Maresca désigne ses capitaines à Man City sans Foden
Enzo Maresca a tranché. Pour la nouvelle saison, le coach de Manchester City a désigné son groupe de leaders… et Phil Foden n’en fait pas officiellement partie.
Le technicien italien a confirmé devant la presse que le brassard se partagera entre quatre joueurs bien identifiés : Ruben Dias, Erling Haaland, Marc Guehi et Gianluigi Donnarumma. Un noyau dur mêlant cadres installés et nouvelles figures d’autorité.
« Le capitaine, c’est Ruben, Erling, Marc Guehi et Gianluigi Donnarumma », a posé Maresca, en détaillant sa hiérarchie. Dias et Haaland incarnent la continuité du vestiaire. L’arrivée de Guehi et Donnarumma dans ce cercle traduit, elle, un virage assumé dans la manière de penser le leadership sous ce nouveau staff.
Foden, le symbole laissé aux portes du groupe
L’absence de Phil Foden dans ce quatuor frappe les esprits. À 26 ans, le milieu offensif est l’un des visages de City depuis son explosion en provenance de l’académie. Il a été sérieusement envisagé pour ce rôle, mais n’a pas été retenu dans le groupe officiel.
Maresca n’a pourtant pas minimisé son poids dans l’ADN du club, le décrivant comme « un gars de la maison », en référence à ses racines locales et à son lien naturel avec les supporters. Le choix final s’est joué ailleurs : sur l’expérience préalable du capitanat.
« D’abord, parce que Marc était déjà capitaine avec Palace », a expliqué l’Italien. « Donc il a l’expérience. Gigio est le capitaine de l’équipe nationale d’Italie, donc il a l’expérience. La raison pour laquelle j’ai décidé pour eux, c’est parce que je les vois aider les coéquipiers et le vestiaire à se comporter de la bonne manière. »
Le message est clair : Maresca veut des joueurs qui ont déjà porté le poids du brassard au plus haut niveau, capables de cadrer le groupe au quotidien.
Il a tout de même tenu à replacer Foden dans ce schéma de pouvoir interne : « Ce sont ces quatre-là qui vont être les capitaines. Mais je pensais aussi à Phil, parce que Phil est l’un des gars de la maison. Il ne fait pas partie de ce groupe, mais pour moi c’est aussi l’un des capitaines, l’un de ceux qui appartiennent à ce groupe. »

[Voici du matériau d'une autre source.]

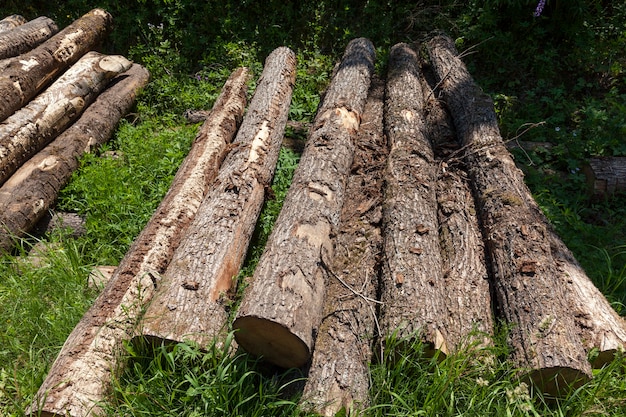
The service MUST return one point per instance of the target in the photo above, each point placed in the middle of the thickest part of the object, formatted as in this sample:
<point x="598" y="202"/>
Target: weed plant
<point x="558" y="79"/>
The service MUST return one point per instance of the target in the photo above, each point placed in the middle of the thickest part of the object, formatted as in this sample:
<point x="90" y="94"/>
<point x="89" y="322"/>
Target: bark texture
<point x="28" y="74"/>
<point x="281" y="309"/>
<point x="11" y="22"/>
<point x="606" y="175"/>
<point x="535" y="291"/>
<point x="25" y="37"/>
<point x="81" y="373"/>
<point x="412" y="274"/>
<point x="31" y="128"/>
<point x="190" y="303"/>
<point x="28" y="194"/>
<point x="339" y="374"/>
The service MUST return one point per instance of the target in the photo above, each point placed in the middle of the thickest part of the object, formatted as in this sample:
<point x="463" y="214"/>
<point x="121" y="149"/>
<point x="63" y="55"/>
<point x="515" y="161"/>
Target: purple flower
<point x="539" y="8"/>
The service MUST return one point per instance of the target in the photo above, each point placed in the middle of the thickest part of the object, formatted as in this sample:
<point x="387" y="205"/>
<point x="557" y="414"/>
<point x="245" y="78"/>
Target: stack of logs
<point x="58" y="99"/>
<point x="404" y="216"/>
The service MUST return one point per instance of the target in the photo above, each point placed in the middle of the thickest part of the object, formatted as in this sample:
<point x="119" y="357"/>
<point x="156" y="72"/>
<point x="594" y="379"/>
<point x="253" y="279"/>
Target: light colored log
<point x="29" y="73"/>
<point x="25" y="37"/>
<point x="81" y="374"/>
<point x="198" y="282"/>
<point x="281" y="308"/>
<point x="31" y="128"/>
<point x="32" y="190"/>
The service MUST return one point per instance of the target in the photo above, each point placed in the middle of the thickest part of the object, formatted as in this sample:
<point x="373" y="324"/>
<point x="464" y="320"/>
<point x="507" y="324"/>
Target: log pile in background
<point x="42" y="92"/>
<point x="451" y="217"/>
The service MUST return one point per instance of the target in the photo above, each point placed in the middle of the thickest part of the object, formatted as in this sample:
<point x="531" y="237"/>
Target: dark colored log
<point x="33" y="189"/>
<point x="34" y="126"/>
<point x="190" y="303"/>
<point x="81" y="374"/>
<point x="11" y="22"/>
<point x="339" y="375"/>
<point x="25" y="37"/>
<point x="535" y="286"/>
<point x="23" y="78"/>
<point x="281" y="309"/>
<point x="606" y="175"/>
<point x="412" y="273"/>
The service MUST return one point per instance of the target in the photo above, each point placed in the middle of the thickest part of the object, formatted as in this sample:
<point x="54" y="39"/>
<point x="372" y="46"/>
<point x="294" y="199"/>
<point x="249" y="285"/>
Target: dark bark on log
<point x="339" y="373"/>
<point x="412" y="274"/>
<point x="190" y="303"/>
<point x="606" y="175"/>
<point x="31" y="128"/>
<point x="26" y="75"/>
<point x="11" y="22"/>
<point x="25" y="37"/>
<point x="281" y="309"/>
<point x="535" y="289"/>
<point x="81" y="374"/>
<point x="469" y="322"/>
<point x="33" y="188"/>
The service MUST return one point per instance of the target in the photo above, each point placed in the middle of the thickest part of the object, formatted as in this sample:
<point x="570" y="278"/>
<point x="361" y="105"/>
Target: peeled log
<point x="535" y="289"/>
<point x="190" y="302"/>
<point x="282" y="307"/>
<point x="25" y="37"/>
<point x="27" y="74"/>
<point x="11" y="22"/>
<point x="81" y="374"/>
<point x="31" y="128"/>
<point x="412" y="274"/>
<point x="33" y="188"/>
<point x="339" y="374"/>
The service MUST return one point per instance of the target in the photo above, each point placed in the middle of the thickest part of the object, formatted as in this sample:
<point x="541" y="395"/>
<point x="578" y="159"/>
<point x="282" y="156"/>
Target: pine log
<point x="606" y="175"/>
<point x="339" y="374"/>
<point x="25" y="37"/>
<point x="190" y="305"/>
<point x="282" y="307"/>
<point x="11" y="22"/>
<point x="29" y="73"/>
<point x="34" y="126"/>
<point x="32" y="190"/>
<point x="81" y="374"/>
<point x="412" y="273"/>
<point x="467" y="294"/>
<point x="535" y="291"/>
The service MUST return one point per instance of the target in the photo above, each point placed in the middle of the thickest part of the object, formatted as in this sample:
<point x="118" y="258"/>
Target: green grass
<point x="564" y="73"/>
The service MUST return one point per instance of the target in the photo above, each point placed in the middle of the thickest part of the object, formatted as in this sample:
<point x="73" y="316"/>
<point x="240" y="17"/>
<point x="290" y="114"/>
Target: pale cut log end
<point x="556" y="381"/>
<point x="271" y="341"/>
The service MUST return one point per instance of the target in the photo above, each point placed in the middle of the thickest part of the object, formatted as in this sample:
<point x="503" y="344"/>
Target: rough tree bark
<point x="281" y="309"/>
<point x="339" y="373"/>
<point x="25" y="37"/>
<point x="81" y="374"/>
<point x="536" y="288"/>
<point x="11" y="22"/>
<point x="32" y="127"/>
<point x="27" y="74"/>
<point x="413" y="304"/>
<point x="467" y="294"/>
<point x="190" y="303"/>
<point x="32" y="189"/>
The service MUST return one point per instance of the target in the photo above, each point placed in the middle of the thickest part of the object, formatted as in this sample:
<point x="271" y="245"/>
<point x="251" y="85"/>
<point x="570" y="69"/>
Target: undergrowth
<point x="557" y="80"/>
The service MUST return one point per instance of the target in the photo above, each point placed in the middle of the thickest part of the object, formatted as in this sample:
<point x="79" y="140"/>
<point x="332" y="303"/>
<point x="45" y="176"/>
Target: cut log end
<point x="556" y="381"/>
<point x="271" y="340"/>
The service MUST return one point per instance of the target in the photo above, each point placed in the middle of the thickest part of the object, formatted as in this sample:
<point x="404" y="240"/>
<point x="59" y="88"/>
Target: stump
<point x="281" y="309"/>
<point x="339" y="375"/>
<point x="197" y="283"/>
<point x="81" y="374"/>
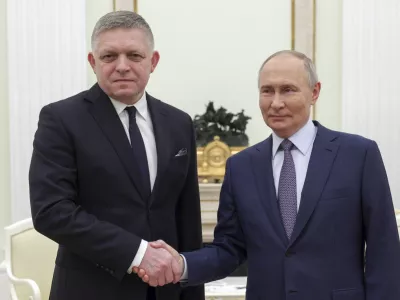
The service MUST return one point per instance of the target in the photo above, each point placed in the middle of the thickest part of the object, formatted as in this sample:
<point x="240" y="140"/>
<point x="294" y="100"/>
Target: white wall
<point x="5" y="210"/>
<point x="46" y="58"/>
<point x="212" y="50"/>
<point x="371" y="105"/>
<point x="328" y="60"/>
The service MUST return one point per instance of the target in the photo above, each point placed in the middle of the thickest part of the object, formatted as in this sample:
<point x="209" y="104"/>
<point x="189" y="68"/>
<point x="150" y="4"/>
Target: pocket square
<point x="181" y="152"/>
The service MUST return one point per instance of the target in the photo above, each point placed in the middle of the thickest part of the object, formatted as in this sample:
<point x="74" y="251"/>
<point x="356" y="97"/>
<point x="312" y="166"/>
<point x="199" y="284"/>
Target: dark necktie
<point x="287" y="192"/>
<point x="139" y="149"/>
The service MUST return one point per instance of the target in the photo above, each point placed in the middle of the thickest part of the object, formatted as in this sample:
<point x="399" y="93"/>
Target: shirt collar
<point x="302" y="139"/>
<point x="141" y="106"/>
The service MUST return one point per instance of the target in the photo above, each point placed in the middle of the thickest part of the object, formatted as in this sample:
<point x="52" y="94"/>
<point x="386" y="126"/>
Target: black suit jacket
<point x="86" y="195"/>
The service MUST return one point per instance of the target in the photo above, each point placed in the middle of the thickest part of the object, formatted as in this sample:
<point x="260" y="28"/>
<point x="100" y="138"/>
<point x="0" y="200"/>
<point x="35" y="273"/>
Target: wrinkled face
<point x="285" y="95"/>
<point x="123" y="61"/>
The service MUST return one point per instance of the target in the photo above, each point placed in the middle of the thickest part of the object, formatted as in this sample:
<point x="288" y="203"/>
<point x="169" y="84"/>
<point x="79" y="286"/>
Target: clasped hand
<point x="161" y="264"/>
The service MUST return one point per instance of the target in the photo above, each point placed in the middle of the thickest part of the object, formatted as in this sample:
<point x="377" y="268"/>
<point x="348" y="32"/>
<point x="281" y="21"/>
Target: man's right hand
<point x="159" y="265"/>
<point x="177" y="264"/>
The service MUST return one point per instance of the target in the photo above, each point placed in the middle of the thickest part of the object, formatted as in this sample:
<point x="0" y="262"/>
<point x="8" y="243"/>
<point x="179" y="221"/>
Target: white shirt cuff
<point x="139" y="256"/>
<point x="185" y="271"/>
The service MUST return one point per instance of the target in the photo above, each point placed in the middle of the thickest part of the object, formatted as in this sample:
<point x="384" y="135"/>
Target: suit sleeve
<point x="54" y="189"/>
<point x="382" y="269"/>
<point x="189" y="217"/>
<point x="228" y="250"/>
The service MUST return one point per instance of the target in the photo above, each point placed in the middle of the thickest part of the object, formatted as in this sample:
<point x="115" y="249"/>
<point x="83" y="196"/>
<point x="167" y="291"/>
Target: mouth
<point x="123" y="80"/>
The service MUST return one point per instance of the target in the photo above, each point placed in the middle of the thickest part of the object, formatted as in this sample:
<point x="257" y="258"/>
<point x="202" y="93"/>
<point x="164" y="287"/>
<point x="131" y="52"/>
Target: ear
<point x="315" y="93"/>
<point x="154" y="60"/>
<point x="92" y="61"/>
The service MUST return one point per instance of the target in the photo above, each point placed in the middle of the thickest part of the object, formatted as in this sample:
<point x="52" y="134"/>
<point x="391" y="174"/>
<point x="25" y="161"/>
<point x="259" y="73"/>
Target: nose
<point x="277" y="102"/>
<point x="122" y="64"/>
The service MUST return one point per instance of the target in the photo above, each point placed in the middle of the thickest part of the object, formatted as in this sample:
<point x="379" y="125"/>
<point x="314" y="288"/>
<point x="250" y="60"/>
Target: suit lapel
<point x="262" y="166"/>
<point x="106" y="117"/>
<point x="162" y="133"/>
<point x="322" y="157"/>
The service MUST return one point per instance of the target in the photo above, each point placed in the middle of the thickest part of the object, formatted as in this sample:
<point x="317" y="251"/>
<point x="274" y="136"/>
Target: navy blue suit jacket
<point x="345" y="204"/>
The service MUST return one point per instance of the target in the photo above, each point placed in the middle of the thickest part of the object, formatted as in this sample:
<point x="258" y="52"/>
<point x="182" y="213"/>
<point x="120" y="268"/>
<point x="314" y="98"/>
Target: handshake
<point x="160" y="265"/>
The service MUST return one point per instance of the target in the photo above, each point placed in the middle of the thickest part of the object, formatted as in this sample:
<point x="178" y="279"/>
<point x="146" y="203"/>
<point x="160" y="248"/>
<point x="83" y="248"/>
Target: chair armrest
<point x="22" y="281"/>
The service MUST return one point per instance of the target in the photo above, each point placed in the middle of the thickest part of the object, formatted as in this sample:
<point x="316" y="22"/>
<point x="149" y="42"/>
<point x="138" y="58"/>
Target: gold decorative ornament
<point x="211" y="160"/>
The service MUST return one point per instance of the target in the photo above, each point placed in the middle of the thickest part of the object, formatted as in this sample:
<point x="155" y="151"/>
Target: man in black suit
<point x="113" y="168"/>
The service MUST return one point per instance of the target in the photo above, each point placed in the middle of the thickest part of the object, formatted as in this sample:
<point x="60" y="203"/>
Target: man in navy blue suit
<point x="309" y="208"/>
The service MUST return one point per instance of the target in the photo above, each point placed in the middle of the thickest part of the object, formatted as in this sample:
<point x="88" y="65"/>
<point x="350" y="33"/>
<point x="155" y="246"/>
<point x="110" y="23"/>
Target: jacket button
<point x="289" y="253"/>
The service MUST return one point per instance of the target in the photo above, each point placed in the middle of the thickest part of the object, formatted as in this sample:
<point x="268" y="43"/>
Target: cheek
<point x="264" y="104"/>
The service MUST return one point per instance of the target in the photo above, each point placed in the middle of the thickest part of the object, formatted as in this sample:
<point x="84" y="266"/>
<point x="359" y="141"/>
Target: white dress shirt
<point x="143" y="120"/>
<point x="303" y="141"/>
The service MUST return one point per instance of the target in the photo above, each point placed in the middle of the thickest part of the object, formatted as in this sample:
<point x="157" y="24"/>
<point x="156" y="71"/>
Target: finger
<point x="141" y="273"/>
<point x="169" y="275"/>
<point x="177" y="268"/>
<point x="161" y="279"/>
<point x="158" y="244"/>
<point x="153" y="282"/>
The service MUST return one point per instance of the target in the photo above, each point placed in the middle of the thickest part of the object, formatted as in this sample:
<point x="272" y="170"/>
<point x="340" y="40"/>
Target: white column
<point x="371" y="81"/>
<point x="46" y="63"/>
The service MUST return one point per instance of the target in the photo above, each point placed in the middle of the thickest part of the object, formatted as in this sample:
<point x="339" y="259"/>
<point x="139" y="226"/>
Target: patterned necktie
<point x="139" y="149"/>
<point x="287" y="192"/>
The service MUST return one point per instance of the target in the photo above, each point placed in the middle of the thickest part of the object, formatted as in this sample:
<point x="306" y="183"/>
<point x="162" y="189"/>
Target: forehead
<point x="284" y="69"/>
<point x="119" y="39"/>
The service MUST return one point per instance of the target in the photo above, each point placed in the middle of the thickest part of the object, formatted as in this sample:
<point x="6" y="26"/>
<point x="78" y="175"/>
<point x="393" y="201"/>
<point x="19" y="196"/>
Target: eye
<point x="135" y="56"/>
<point x="267" y="90"/>
<point x="107" y="57"/>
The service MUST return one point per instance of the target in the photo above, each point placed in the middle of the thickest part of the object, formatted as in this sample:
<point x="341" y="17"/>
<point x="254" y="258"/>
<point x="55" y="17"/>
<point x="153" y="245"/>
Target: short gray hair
<point x="308" y="65"/>
<point x="122" y="19"/>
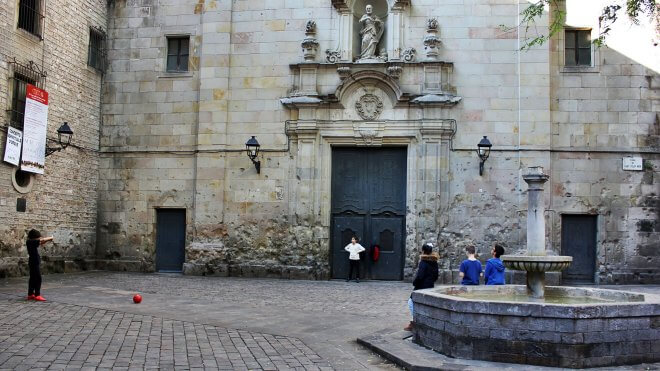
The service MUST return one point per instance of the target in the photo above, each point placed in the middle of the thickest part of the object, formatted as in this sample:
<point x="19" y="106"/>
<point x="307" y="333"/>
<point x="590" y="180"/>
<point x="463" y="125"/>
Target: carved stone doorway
<point x="369" y="200"/>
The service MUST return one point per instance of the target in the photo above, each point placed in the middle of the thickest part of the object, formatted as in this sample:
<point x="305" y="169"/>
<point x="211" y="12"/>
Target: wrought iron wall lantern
<point x="483" y="151"/>
<point x="64" y="134"/>
<point x="252" y="148"/>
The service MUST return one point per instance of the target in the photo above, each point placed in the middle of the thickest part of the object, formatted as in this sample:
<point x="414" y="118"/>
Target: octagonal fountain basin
<point x="569" y="327"/>
<point x="537" y="263"/>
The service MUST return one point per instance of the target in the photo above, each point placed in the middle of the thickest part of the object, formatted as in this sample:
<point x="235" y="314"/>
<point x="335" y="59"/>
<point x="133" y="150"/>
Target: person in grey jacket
<point x="427" y="274"/>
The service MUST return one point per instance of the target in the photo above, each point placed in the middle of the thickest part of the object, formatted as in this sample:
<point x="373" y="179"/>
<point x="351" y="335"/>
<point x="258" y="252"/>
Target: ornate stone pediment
<point x="343" y="5"/>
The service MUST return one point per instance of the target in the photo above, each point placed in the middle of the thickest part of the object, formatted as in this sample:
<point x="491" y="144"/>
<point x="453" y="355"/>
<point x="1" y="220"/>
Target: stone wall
<point x="175" y="141"/>
<point x="600" y="115"/>
<point x="62" y="202"/>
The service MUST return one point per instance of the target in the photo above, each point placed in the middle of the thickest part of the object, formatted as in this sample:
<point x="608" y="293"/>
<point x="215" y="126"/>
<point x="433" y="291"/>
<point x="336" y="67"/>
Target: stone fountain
<point x="534" y="324"/>
<point x="536" y="262"/>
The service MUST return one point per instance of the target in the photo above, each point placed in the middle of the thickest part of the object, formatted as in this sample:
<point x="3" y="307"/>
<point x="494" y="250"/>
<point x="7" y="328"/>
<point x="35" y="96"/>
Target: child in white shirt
<point x="354" y="249"/>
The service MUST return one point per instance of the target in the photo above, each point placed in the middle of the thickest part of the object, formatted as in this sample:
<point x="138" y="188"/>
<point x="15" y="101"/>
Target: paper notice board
<point x="34" y="130"/>
<point x="13" y="146"/>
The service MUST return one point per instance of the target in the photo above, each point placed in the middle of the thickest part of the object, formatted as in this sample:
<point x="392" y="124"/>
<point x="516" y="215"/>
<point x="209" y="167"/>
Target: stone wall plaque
<point x="633" y="163"/>
<point x="369" y="107"/>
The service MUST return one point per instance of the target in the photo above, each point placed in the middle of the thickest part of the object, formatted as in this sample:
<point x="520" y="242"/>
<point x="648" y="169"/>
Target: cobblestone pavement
<point x="62" y="336"/>
<point x="188" y="322"/>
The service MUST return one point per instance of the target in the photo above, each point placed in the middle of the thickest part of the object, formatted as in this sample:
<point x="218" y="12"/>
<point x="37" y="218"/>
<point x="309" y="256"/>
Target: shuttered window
<point x="177" y="53"/>
<point x="577" y="47"/>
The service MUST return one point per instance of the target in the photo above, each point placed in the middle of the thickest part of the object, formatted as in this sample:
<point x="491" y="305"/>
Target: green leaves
<point x="634" y="9"/>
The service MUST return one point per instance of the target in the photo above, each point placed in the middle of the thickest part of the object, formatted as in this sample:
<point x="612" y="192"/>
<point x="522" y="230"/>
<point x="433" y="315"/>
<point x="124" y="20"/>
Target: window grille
<point x="177" y="54"/>
<point x="22" y="75"/>
<point x="96" y="51"/>
<point x="577" y="47"/>
<point x="30" y="16"/>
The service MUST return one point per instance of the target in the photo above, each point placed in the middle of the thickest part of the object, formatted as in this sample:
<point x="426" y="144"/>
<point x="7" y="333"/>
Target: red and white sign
<point x="13" y="146"/>
<point x="34" y="130"/>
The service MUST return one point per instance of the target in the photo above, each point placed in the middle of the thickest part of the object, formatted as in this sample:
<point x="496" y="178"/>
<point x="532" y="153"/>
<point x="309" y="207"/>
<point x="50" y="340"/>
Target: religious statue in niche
<point x="372" y="30"/>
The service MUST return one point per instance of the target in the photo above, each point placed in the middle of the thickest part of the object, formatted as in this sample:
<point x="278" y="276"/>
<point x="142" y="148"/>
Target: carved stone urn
<point x="309" y="44"/>
<point x="431" y="40"/>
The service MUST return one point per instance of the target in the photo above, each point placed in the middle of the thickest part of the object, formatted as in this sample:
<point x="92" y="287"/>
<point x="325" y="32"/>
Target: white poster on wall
<point x="13" y="146"/>
<point x="34" y="130"/>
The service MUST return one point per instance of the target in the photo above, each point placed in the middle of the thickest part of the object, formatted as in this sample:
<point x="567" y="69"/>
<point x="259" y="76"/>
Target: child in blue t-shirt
<point x="470" y="269"/>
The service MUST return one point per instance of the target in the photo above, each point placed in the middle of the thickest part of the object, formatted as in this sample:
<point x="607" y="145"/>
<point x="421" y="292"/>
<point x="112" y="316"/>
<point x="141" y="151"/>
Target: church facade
<point x="368" y="115"/>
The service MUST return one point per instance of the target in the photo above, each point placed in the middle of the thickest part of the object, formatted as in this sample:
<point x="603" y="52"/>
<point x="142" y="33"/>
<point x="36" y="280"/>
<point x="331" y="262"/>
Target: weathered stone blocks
<point x="621" y="329"/>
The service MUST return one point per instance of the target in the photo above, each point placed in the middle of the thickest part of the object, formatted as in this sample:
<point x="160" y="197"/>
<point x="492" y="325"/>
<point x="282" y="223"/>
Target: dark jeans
<point x="354" y="265"/>
<point x="34" y="284"/>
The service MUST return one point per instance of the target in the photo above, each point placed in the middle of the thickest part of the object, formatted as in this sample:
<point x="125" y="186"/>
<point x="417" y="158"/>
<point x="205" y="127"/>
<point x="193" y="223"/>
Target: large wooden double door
<point x="369" y="201"/>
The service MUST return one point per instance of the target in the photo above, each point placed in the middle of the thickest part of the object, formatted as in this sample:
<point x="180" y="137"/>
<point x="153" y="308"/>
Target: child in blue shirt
<point x="470" y="269"/>
<point x="494" y="268"/>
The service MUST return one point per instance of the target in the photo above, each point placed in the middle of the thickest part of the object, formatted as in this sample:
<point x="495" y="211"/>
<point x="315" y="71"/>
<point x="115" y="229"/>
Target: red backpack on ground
<point x="375" y="253"/>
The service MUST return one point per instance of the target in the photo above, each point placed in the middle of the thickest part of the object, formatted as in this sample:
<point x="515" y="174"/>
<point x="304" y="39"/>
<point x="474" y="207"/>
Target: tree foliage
<point x="633" y="9"/>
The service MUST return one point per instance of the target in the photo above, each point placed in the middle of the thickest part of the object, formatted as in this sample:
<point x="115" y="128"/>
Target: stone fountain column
<point x="536" y="262"/>
<point x="535" y="227"/>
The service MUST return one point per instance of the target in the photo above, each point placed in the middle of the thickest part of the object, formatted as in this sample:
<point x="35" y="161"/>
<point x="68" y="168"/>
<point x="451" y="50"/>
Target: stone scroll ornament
<point x="409" y="54"/>
<point x="369" y="107"/>
<point x="371" y="32"/>
<point x="332" y="56"/>
<point x="309" y="44"/>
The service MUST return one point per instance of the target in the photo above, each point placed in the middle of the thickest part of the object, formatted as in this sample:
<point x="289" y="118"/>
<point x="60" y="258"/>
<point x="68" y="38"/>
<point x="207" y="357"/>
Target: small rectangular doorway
<point x="369" y="200"/>
<point x="578" y="239"/>
<point x="170" y="239"/>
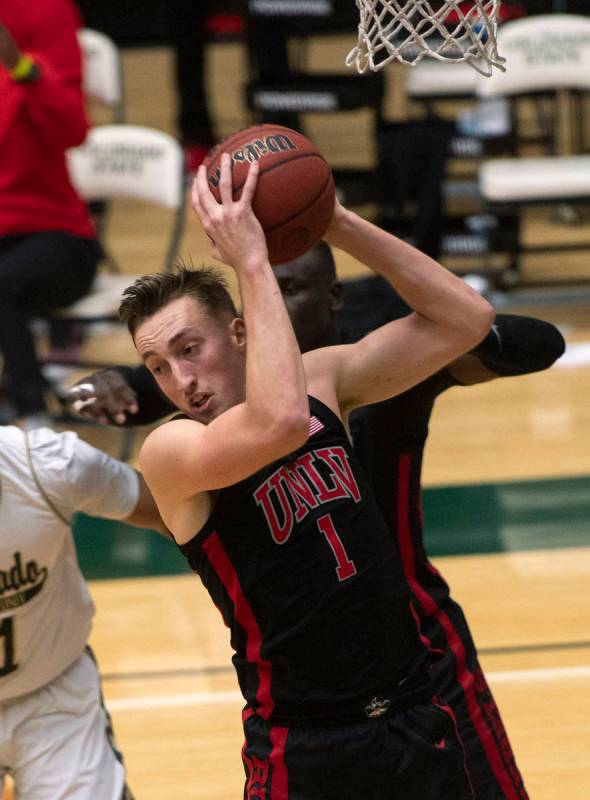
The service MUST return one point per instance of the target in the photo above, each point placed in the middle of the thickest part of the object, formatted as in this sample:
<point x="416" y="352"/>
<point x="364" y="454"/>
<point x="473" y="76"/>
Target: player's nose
<point x="184" y="377"/>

Officiellement, Foden n’est donc pas dans le carré des capitaines. Officieusement, Maresca le considère comme une voix majeure du vestiaire.
Un rôle sacrifié sur l’aile… pour l’instant
Au-delà du brassard, le coach s’est longuement penché sur la place de Foden dans son système. Depuis le début de la saison de Premier League, le joueur est souvent utilisé sur l’aile droite, conséquence directe de la blessure de Jeremy Doku.
Maresca ne s’en cache pas : ce n’est pas là qu’il préfère l’installer. « Je pense que le meilleur poste de Phil est dans l’axe », a-t-il insisté. « Mais il fait l’effort pour aider l’équipe. Sur les deux premiers matches, nous n’avions pas d’options sur les côtés, parce que Jeremy était blessé. »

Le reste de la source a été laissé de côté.